II. - 1° Dans la première phrase de l'article L. 225-208 du même code, après les mots : « par attribution de leurs actions », sont insérés les mots : « , celles qui attribuent leurs actions dans les conditions prévues aux articles L. 225-188 à L. 225-190 ».

2° Dans la première phrase du troisième alinéa de l'article L. 225-209 du même code, après les mots : « leurs propres actions », sont insérés les mots : « , celles qui attribuent leurs actions dans les conditions prévues aux articles L. 225-188 à L. 225-190 ».

Article 4

I. - Après l'article 80 terdecies du code général des impôts, il est inséré un article 80 quaterdecies ainsi rédigé :

« Art. 80 quaterdecies. - Les actions attribuées dans les conditions définies aux articles L. 225-188 à L. 225-190 du code de commerce sont imposées entre les mains de l'attributaire selon les modalités prévues au 6 bis de l'article 200 A, sauf option pour le régime des traitements et salaires. L'impôt est exigible au titre de l'exercice au cours duquel le bénéficiaire des titres les a cédés. »

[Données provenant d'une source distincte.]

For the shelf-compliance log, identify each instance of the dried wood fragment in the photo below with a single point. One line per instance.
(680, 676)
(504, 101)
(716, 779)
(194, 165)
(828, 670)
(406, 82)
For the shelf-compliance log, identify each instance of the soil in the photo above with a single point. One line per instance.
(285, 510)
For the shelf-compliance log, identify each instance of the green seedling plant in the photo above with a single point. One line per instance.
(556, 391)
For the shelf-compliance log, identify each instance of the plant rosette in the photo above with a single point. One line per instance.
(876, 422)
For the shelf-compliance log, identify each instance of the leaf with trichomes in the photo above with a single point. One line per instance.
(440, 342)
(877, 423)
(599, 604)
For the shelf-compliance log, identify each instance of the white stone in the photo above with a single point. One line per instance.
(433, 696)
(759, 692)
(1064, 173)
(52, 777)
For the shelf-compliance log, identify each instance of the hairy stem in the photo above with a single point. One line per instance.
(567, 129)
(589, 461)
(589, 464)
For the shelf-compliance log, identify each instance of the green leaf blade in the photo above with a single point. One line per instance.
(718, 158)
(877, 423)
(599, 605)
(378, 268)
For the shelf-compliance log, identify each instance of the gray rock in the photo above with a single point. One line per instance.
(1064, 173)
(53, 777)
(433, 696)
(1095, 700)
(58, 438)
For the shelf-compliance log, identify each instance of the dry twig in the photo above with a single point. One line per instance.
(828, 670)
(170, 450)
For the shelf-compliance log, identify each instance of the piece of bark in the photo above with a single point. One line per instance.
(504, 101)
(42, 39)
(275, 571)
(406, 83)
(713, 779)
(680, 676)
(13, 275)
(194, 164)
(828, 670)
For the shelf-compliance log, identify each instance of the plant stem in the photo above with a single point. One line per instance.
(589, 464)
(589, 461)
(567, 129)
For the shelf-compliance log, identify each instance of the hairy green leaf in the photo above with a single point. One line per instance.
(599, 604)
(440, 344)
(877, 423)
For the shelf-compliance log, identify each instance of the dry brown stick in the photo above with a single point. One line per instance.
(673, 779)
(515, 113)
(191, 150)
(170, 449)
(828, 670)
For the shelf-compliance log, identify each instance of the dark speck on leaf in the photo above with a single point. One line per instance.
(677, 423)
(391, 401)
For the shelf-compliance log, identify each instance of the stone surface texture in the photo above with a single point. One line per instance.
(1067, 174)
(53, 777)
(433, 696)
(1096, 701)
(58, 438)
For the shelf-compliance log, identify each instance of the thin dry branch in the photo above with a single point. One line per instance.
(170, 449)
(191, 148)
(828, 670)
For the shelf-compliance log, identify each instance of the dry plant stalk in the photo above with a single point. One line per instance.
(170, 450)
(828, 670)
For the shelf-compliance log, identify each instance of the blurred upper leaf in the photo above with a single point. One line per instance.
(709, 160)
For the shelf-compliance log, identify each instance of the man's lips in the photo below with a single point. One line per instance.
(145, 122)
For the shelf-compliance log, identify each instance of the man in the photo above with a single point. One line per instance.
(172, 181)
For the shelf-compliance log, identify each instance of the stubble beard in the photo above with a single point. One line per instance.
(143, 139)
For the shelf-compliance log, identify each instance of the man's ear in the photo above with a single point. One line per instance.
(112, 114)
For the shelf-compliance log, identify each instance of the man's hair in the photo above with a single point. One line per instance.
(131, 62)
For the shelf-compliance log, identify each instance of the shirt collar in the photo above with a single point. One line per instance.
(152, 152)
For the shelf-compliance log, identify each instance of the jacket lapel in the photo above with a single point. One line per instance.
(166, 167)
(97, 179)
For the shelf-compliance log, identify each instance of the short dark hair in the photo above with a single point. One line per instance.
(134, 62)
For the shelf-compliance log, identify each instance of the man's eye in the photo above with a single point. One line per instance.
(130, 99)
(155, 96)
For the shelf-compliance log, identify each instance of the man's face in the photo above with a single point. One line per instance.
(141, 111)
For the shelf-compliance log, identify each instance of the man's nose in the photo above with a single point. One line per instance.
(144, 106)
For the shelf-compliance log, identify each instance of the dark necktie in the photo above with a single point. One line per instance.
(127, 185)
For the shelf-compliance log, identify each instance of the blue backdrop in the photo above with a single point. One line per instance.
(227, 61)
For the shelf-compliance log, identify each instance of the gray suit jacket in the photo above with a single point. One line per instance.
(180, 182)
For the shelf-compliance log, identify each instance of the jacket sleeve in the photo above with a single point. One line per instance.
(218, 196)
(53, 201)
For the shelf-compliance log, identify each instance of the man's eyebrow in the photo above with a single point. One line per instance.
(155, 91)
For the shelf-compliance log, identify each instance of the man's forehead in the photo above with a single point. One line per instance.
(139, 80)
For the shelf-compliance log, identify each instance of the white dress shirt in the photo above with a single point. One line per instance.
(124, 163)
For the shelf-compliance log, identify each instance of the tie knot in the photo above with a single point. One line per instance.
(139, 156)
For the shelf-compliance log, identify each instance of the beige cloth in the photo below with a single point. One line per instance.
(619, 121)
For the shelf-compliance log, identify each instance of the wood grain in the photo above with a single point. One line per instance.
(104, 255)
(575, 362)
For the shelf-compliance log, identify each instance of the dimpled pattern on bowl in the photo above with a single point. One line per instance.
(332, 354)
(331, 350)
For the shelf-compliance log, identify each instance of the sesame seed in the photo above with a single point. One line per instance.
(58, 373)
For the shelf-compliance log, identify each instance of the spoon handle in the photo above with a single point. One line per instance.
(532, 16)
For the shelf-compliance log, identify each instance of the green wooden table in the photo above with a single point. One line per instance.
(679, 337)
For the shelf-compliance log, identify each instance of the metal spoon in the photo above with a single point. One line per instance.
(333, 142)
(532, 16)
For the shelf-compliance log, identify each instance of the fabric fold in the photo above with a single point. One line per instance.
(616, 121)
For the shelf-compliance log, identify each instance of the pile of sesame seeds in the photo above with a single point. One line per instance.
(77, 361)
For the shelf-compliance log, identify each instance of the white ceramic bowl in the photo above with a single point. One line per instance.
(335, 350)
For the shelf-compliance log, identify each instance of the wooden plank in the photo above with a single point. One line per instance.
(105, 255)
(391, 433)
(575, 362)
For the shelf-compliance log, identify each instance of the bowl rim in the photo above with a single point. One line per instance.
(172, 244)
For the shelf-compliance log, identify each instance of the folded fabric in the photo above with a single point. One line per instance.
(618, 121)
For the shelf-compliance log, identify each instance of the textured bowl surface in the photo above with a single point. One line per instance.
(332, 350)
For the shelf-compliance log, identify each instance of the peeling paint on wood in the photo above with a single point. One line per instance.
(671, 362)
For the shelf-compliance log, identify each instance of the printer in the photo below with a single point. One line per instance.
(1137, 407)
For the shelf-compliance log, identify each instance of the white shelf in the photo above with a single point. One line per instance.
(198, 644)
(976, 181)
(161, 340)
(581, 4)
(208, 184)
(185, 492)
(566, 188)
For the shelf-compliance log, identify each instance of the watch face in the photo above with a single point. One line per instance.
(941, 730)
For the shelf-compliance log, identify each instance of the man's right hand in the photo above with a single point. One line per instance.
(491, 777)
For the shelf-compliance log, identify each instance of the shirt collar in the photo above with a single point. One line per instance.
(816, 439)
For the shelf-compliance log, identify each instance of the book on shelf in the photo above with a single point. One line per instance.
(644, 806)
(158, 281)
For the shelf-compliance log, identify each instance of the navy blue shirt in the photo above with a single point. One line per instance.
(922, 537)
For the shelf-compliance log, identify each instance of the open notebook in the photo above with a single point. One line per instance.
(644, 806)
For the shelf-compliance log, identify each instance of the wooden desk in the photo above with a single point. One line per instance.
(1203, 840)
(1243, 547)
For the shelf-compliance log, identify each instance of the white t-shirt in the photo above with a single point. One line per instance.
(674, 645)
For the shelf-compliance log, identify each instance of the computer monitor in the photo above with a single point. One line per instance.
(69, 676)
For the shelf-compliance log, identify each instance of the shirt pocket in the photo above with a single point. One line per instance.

II. - Avant le dernier alinéa de l'article 200 A du code général des impôts, il est inséré un alinéa ainsi rédigé :

« 6 bis. Sauf option pour l'imposition selon les règles applicables aux traitements et salaires, la plus-value réalisée au moment de la cession des titres reçus qui est égale à la valeur du titre à la date d'acquisition est imposée au taux de 30 %. La plus-value qui est égale à la différence entre le prix de cession et la valeur du titre au jour de l'acquisition est imposée au taux prévu au 2 ci-dessus. La moins-value éventuellement réalisée est déduite du revenu imposable conformément aux règles applicables aux moins-values sur valeurs mobilières. »

Article 5

L'article L. 242-1 du code de la sécurité sociale est complété par un alinéa ainsi rédigé :

« Les attributions gratuites d'actions effectuées conformément aux dispositions des articles L. 225-188 à L. 225-190 du code de commerce sont exclues de l'assiette des cotisations mentionnées au premier alinéa si leur attribution est faite de manière conditionnelle et si les conditions ainsi exigées sont respectées. A défaut, l'employeur est tenu au paiement de la totalité des cotisations sociales, y compris pour leur part salariale. »

Article 6

Les articles L. 225-177 et L. 225-179 du code de commerce sont complétés par un alinéa ainsi rédigé :

« Lorsque l'assemblée générale autorise la création d'options sur les actions de la société, elle se prononce au vu d'un rapport qui précise la période d'attribution envisagée au cours de l'exercice, une estimation des volumes maximums d'options par catégories de bénéficiaires, en distinguant notamment les mandataires sociaux, les cadres dirigeants et les autres salariés, l'impact potentiel des options sur la rémunération des mandataires sociaux, le délai entre la date d'attribution et le droit d'exercice de l'option, la dilution potentielle du capital et l'existence de conditions de performance. »

Article 7

Après l'article L. 225-19 du code de commerce, il est inséré un article L. 225-19-1 ainsi rédigé :

« Art. L. 225-19-1. - Lors de la nomination ou du renouvellement d'un directeur général ou d'un membre du directoire d'une société dont les actions sont admises à la négociation sur un marché réglementé, son statut d'emploi est défini par le conseil d'administration ou le conseil de surveillance. Il prévoit les conditions de rémunération des intéressés, précise les conditions de la détermination de celle-ci y compris pour sa part variable, le droit au bénéfice d'options ou d'actions de la société, détermine les avantages en nature éventuellement consentis, le montant des droits à pension de retraite ainsi que les indemnités à verser, le cas échéant, en cas de départ anticipé des intéressés.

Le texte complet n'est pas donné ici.